Would she have risen to the challenge?

I sat up and stared at that blank
horizon again. “I think you would’ve risen to it, Mom,” I whispered. “You just
didn’t give yourself a chance.”

From deep within I started to sob. I
continued until the horizon turned into a royal purple and the faint circle of
the moon appeared as my guide to carry on with my travels and never settle for
comfort, for security, or for someone else’s ideals.

* *

A few hours later, I parked along the
Blackstone River Park and ate a sandwich that I bought with my grampa’s money.
I played with my cell, searching my Twitter feed for entertainment. As far as I
could tell, I could enjoy this simple pleasure for about another week before my
cellphone carrier pulled the plug on me, too.

As I read a quote about living with
reckless abandon, my cell rang. It was Nadia. Like a fool, I answered her like
I’d been waiting my whole life to hear from her. “Hey, you!”

“Um—hey, you.” Her tone was demure.
“I was wondering. Um—See here’s the thing, er—I could use your services again.
Whatever you did the last time worked. So, any chance you’ll be available this
weekend to give me another one of your ten-minute massages?”
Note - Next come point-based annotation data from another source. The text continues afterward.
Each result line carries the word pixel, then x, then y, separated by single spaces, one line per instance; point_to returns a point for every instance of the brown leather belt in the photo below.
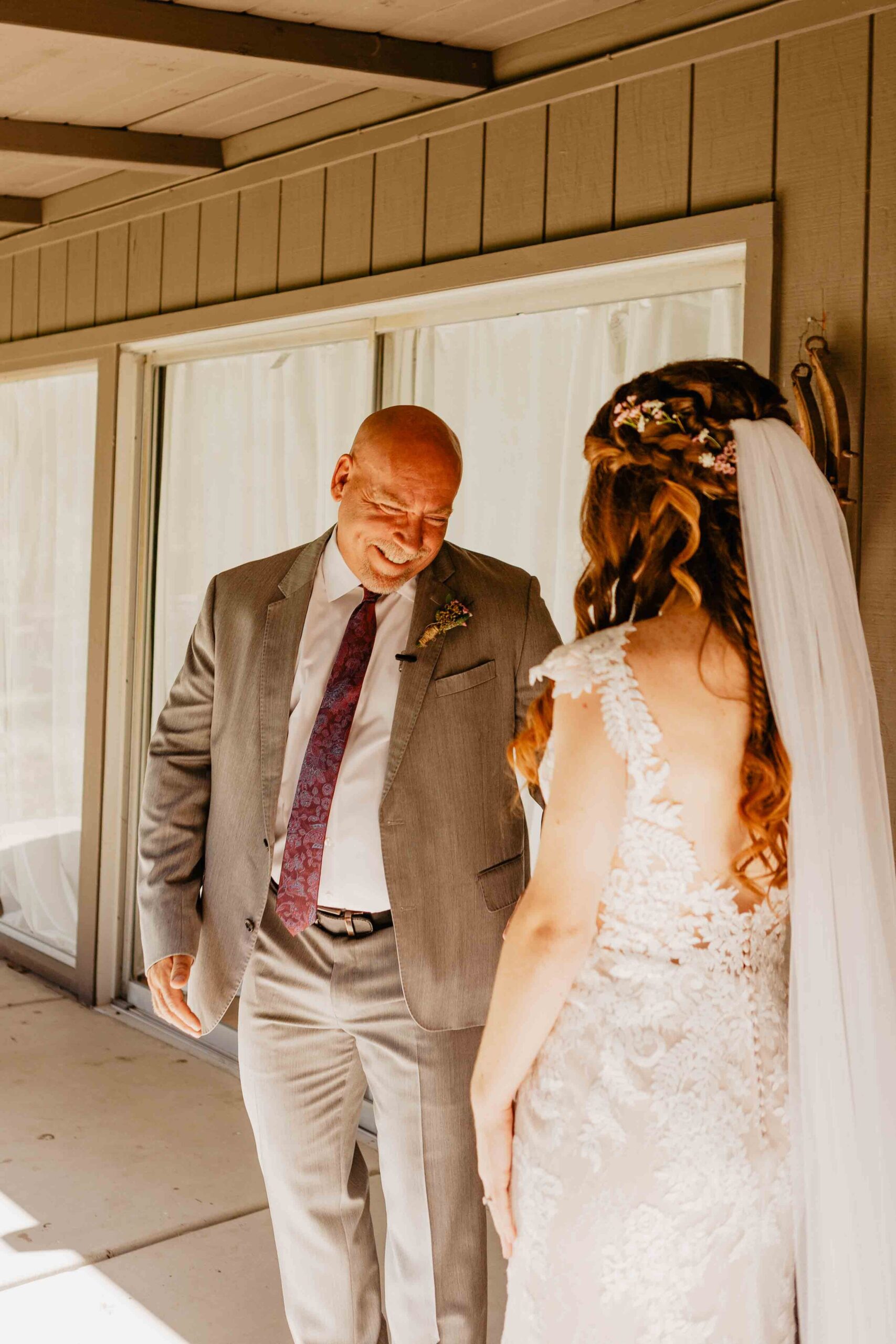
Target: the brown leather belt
pixel 350 924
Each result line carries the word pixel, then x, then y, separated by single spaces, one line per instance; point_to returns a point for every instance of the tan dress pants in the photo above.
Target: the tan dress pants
pixel 318 1018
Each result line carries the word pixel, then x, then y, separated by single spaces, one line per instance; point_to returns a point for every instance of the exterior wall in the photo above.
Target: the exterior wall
pixel 805 119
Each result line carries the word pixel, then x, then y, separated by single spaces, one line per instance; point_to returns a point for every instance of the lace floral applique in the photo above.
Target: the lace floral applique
pixel 652 1180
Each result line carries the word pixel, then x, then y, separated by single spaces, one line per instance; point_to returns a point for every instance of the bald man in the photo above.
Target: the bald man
pixel 330 819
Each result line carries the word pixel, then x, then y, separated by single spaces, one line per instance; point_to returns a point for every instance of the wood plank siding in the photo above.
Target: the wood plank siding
pixel 808 120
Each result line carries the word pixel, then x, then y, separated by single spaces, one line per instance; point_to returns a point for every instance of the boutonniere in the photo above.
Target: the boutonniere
pixel 446 618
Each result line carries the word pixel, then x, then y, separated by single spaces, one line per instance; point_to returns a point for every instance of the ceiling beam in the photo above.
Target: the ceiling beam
pixel 20 210
pixel 374 59
pixel 109 145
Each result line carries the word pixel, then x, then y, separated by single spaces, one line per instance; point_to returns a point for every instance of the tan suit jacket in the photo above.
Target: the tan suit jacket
pixel 452 826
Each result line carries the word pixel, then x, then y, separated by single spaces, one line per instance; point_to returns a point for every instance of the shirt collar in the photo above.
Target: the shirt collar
pixel 339 580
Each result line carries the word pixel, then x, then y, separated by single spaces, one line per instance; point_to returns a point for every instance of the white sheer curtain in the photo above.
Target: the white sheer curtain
pixel 249 448
pixel 47 433
pixel 522 392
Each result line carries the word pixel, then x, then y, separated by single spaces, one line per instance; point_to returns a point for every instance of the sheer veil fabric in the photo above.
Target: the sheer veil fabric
pixel 842 890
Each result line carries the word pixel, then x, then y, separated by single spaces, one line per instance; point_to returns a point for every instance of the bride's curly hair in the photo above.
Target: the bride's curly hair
pixel 655 518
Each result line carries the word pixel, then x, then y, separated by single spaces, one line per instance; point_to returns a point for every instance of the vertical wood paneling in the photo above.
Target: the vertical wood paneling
pixel 6 299
pixel 581 152
pixel 51 288
pixel 455 194
pixel 734 127
pixel 258 239
pixel 112 273
pixel 301 230
pixel 823 130
pixel 81 281
pixel 179 258
pixel 399 203
pixel 879 450
pixel 144 267
pixel 347 219
pixel 25 295
pixel 653 148
pixel 217 276
pixel 513 179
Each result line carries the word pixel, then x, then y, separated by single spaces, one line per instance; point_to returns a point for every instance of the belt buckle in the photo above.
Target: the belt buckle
pixel 349 918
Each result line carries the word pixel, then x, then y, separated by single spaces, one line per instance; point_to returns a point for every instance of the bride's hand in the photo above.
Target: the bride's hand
pixel 495 1148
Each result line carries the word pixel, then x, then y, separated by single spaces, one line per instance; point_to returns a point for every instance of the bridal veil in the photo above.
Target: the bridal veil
pixel 842 890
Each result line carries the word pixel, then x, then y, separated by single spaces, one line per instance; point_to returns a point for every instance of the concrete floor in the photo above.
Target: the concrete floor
pixel 131 1201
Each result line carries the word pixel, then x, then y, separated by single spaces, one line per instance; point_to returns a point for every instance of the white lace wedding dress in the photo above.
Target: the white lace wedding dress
pixel 650 1160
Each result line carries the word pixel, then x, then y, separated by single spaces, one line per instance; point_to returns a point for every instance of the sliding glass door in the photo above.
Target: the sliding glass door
pixel 246 443
pixel 47 437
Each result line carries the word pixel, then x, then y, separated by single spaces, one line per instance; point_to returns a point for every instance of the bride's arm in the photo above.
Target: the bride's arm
pixel 550 934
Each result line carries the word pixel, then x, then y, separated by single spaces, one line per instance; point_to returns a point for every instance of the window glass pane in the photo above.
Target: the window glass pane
pixel 248 450
pixel 47 430
pixel 522 393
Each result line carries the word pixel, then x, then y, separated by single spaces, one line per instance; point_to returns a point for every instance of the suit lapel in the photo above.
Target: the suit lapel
pixel 431 593
pixel 280 649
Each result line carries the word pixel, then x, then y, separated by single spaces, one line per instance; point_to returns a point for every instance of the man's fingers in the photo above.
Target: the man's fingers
pixel 166 980
pixel 182 1015
pixel 181 971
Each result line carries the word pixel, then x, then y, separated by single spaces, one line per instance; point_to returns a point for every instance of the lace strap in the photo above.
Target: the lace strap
pixel 598 663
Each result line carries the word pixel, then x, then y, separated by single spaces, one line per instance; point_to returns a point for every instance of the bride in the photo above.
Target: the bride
pixel 686 1095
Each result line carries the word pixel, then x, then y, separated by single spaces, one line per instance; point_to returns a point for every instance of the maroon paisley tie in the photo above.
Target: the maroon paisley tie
pixel 301 870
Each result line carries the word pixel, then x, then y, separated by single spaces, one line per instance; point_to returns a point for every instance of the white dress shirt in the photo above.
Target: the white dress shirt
pixel 352 874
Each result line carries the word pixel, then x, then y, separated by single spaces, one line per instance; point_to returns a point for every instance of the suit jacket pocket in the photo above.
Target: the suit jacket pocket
pixel 464 680
pixel 503 885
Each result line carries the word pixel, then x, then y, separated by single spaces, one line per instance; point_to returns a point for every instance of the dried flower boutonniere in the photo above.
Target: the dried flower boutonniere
pixel 450 616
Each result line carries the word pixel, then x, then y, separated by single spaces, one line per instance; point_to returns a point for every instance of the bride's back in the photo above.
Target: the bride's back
pixel 696 689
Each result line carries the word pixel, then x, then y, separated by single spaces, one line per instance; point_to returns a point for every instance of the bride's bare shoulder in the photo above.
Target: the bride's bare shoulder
pixel 681 652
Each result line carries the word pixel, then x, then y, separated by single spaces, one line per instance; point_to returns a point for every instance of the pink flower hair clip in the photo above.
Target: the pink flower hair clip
pixel 723 460
pixel 640 414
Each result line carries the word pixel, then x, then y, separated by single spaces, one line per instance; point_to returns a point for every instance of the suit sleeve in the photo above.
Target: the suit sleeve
pixel 175 803
pixel 539 639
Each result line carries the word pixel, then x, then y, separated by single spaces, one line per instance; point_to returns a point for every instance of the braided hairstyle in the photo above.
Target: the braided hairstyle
pixel 655 518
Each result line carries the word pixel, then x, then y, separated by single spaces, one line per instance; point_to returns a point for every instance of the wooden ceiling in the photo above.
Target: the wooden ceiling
pixel 102 100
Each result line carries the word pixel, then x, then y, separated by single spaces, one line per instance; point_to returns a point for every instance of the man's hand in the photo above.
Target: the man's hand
pixel 167 983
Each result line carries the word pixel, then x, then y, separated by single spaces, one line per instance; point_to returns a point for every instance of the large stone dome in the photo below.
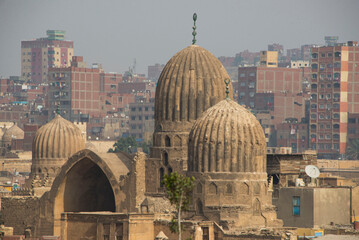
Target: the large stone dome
pixel 191 82
pixel 227 138
pixel 13 132
pixel 54 143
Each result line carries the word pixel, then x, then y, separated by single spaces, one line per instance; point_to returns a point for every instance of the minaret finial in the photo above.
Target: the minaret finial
pixel 58 109
pixel 227 81
pixel 194 33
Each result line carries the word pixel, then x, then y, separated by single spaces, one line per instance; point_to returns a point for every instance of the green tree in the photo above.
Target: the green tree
pixel 146 146
pixel 179 190
pixel 124 145
pixel 353 149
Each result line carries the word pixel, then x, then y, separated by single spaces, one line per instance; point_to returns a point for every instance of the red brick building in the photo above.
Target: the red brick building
pixel 278 90
pixel 334 95
pixel 294 135
pixel 82 92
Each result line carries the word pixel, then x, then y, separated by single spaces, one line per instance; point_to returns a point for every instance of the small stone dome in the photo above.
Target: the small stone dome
pixel 58 139
pixel 13 132
pixel 190 83
pixel 227 138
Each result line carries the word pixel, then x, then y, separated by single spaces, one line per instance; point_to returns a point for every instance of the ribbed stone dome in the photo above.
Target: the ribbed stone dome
pixel 58 139
pixel 191 82
pixel 13 132
pixel 227 138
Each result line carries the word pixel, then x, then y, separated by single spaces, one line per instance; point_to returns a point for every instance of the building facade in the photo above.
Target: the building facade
pixel 43 53
pixel 334 88
pixel 278 90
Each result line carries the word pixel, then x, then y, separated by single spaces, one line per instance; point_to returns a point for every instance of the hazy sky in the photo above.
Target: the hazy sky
pixel 115 32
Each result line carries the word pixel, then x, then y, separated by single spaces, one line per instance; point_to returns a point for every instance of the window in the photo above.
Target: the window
pixel 336 97
pixel 296 206
pixel 351 120
pixel 336 76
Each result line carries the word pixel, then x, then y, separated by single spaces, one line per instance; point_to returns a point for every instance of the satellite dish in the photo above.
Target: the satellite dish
pixel 312 171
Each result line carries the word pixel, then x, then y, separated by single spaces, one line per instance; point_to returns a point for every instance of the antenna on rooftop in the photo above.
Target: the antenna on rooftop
pixel 194 33
pixel 227 81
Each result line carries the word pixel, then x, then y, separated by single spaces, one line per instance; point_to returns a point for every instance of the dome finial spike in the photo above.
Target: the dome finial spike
pixel 58 109
pixel 194 33
pixel 227 81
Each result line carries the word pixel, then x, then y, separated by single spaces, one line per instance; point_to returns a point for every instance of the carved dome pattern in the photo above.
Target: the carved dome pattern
pixel 191 82
pixel 227 138
pixel 14 132
pixel 58 139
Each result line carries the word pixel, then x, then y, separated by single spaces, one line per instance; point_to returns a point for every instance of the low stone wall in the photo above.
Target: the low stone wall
pixel 20 212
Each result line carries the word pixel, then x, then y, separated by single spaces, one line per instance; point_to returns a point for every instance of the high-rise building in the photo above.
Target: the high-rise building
pixel 77 90
pixel 278 90
pixel 154 71
pixel 40 54
pixel 275 95
pixel 269 58
pixel 334 95
pixel 276 47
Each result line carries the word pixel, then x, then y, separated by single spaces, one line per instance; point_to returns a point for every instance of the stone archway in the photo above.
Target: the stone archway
pixel 84 184
pixel 87 189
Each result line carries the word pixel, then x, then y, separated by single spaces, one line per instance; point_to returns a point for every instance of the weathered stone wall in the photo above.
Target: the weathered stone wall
pixel 20 213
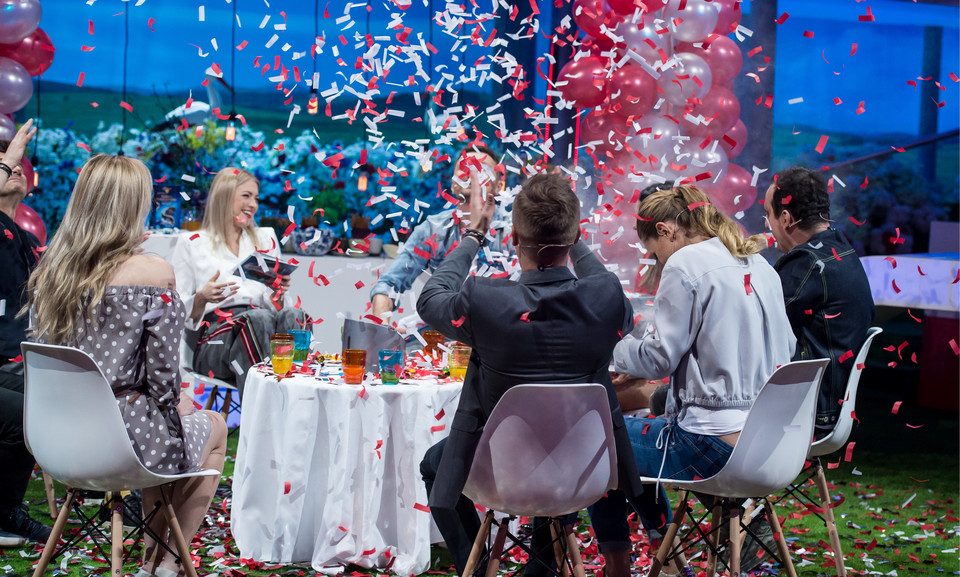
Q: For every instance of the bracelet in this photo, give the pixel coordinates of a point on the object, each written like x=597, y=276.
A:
x=475, y=235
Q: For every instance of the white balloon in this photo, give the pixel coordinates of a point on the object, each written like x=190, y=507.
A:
x=689, y=76
x=697, y=19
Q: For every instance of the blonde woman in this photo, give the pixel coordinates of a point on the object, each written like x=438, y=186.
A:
x=92, y=290
x=229, y=317
x=719, y=331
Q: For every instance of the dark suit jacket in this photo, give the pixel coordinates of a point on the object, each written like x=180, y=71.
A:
x=550, y=327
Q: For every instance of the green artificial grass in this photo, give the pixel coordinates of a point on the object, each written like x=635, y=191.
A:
x=898, y=514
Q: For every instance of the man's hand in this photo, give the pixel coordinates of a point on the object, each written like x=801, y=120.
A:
x=482, y=206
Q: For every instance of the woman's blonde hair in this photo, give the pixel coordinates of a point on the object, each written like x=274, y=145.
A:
x=693, y=212
x=102, y=227
x=218, y=218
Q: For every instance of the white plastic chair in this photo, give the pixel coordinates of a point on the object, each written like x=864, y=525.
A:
x=834, y=441
x=769, y=454
x=75, y=431
x=545, y=451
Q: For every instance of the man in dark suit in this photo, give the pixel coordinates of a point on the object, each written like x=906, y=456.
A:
x=550, y=326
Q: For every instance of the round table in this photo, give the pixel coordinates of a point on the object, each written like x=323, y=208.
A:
x=330, y=473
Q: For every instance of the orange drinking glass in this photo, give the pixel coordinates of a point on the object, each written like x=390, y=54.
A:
x=354, y=363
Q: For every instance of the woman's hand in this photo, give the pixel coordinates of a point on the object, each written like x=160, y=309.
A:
x=482, y=206
x=216, y=292
x=14, y=153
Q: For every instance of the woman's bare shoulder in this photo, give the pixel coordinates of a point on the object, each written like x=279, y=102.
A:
x=144, y=270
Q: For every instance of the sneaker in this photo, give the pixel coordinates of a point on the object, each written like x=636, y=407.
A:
x=750, y=553
x=17, y=521
x=8, y=540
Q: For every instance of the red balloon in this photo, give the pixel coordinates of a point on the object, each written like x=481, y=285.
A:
x=589, y=15
x=586, y=82
x=729, y=18
x=734, y=192
x=27, y=172
x=633, y=89
x=738, y=134
x=30, y=221
x=720, y=107
x=35, y=52
x=722, y=55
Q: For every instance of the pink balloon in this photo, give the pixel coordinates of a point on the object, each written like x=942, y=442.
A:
x=722, y=55
x=729, y=17
x=35, y=52
x=733, y=193
x=30, y=221
x=633, y=89
x=28, y=173
x=737, y=134
x=720, y=107
x=20, y=18
x=586, y=82
x=16, y=88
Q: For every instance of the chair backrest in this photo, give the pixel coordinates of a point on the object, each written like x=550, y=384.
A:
x=841, y=431
x=773, y=443
x=72, y=424
x=546, y=450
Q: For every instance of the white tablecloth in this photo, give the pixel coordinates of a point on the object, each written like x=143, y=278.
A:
x=918, y=281
x=330, y=473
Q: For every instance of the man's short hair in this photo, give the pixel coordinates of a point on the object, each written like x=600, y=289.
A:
x=806, y=196
x=546, y=211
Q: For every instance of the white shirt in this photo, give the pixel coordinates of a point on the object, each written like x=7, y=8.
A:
x=196, y=259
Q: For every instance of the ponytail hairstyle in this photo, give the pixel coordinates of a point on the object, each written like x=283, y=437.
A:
x=694, y=214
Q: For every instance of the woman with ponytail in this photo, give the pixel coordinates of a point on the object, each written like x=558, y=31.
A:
x=719, y=331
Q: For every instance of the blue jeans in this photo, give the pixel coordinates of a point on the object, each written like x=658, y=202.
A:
x=688, y=456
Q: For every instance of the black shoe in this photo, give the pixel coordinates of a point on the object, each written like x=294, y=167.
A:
x=17, y=521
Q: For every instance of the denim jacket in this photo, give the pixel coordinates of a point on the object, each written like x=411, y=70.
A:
x=429, y=244
x=830, y=308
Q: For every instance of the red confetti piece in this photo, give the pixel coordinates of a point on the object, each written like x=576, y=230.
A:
x=822, y=144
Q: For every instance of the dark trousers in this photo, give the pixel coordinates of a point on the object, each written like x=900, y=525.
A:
x=460, y=526
x=16, y=463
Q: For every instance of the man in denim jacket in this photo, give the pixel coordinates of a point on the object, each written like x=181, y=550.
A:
x=437, y=235
x=825, y=289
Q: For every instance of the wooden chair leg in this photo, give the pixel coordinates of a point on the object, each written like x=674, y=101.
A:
x=556, y=532
x=714, y=539
x=55, y=533
x=227, y=399
x=186, y=561
x=573, y=548
x=781, y=542
x=672, y=531
x=735, y=540
x=211, y=399
x=493, y=565
x=474, y=558
x=829, y=519
x=51, y=495
x=116, y=534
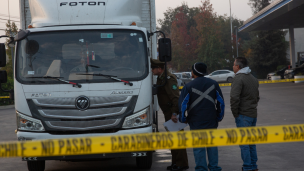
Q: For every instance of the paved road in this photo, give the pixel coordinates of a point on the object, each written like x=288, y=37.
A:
x=280, y=104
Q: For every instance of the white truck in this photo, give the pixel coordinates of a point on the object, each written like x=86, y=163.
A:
x=82, y=68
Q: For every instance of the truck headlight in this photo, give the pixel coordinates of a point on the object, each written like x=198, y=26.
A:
x=26, y=123
x=138, y=119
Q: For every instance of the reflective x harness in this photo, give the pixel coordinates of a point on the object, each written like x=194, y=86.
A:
x=202, y=96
A dizzy stupor rose in me. “See, and
you doubted me.”

“Hmm,” she replied without much
commitment. “I’ve got this terrible kink in my neck and it keeps me up and
stresses me out. Nothing is working. Hot water, heating pad, muscle cream, none
of it.”

A sweet current rushed through me.
“So I was right.”

“About?”

“You are uptight,” I teased.

“Do you always grill your clients
like this?”

I laughed. “Client? So you’re my
client now, huh?”

“If you’ll have me?” Nadia’s voice
pulled on me.

I held the cell away and drew a large
breath. “Same place?”

“Well, don’t you have a massage
studio?”

I looked around at my shiny, black
leather interior. “I’m a traveling masseuse.”

“So you mean you go to people’s
houses and such?” She sounded alarmed.

“Wherever they’re comfy.”

“Isn’t that kind of dangerous for
someone like you?”

“Someone like me?” I asked.

“You’re a sweet, innocent woman. We
live in a crazy world filled with people who might enjoy taking advantage of
that.”

“Oh, I can handle myself,” I said
more defensively than I expected.

“I didn’t mean to insinuate that you
couldn’t. I’m just curious as to why you’d put yourself in such a vulnerable
position?”

“Well, I’m looking for a place,” I
answered truthfully. “For now I’m trying to get into corporate settings. Desk
massages.”

“How’s that going for you?”

“It’s going just fine. I’ve got a few
leads. People seem interested. You know how the business dance goes.”